In the early 60s, after his return to Armenia, Kochar was commissioned to design a new café wing for the Resort he’d designed 30 years earlier. Kochar actually got to build an avant-garde dream project. A long, curved glass volume is cantilevered right out above the rocks overlooking the lake, so far that you could park trucks underneath it, with the whole construction balanced on one thick concrete leg. It’s a genuinely spectacular vindication of the ideas about “local” modernism that Kochar and Mazmanyan had advanced in the 20s: completely integrated into its site, a sentry nestled above the rocks, allowing café customers panoramic views of the lake and the mountains. It has no sentimentality towards the monastery or the historic architecture around, preferring instead a futurist aesthetic suited to a country that was then sending people into space. “In the last few years — the building has become an oft-photographed emblem of the modernism of the Khrushchev Thaw, here given particular poignancy because it was the creation of one of Stalin’s victims, coming back to complete the unfinished business of the 1920s,” reads the article.
The building is dilapidated today, writes the author, ringed by caravans, huts, some dodgy-looking new hotels and a market in front of the steps leading up to the monastery.
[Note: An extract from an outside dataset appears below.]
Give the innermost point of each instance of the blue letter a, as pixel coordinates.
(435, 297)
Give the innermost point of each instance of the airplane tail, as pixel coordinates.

But it still takes guests, and the cafe serves trout fished from the lake, described by Simone de Beauvoir as “delicious”, which seemed to me an understatement.
“It all does feel like a rare successful Soviet utopian project; the Resort is not luxurious or opulent, but sitting on the curved terraces of the 1932 building, precisely calculated to parallel the sudden swoop of the café, with the red and green of the bushes on the shore, the snow-capped black crags in the near distance and the sun sparkling on the water, this is some sort of vision of paradise.
Reflecting on the current renovation plans, Owen Hatherley reminds of the grant as part of the Getty Foundation’s “Keeping it Modern” programme aimed at launching investigation into the building’s fabric and possible future use by a research team from Yerevan, along with international experts on Soviet Modernism and architects from Helsinki’s Alvar Aalto Foundation.
The source quotes architect Sarhat Petrosyan saying the results need to be “self-sustaining,” so that the renovation can pay for itself and the building not fall once again into neglect and dilapidation. There will be a conference centre and a high-end restaurant
“If you go to Sevan now, before these plans are put in place, you’ll find something entirely unique: a cheap hostel on a mountain lake, a modern art gallery and a living museum of Soviet tragedy and achievement unlike any other,” concludes the author.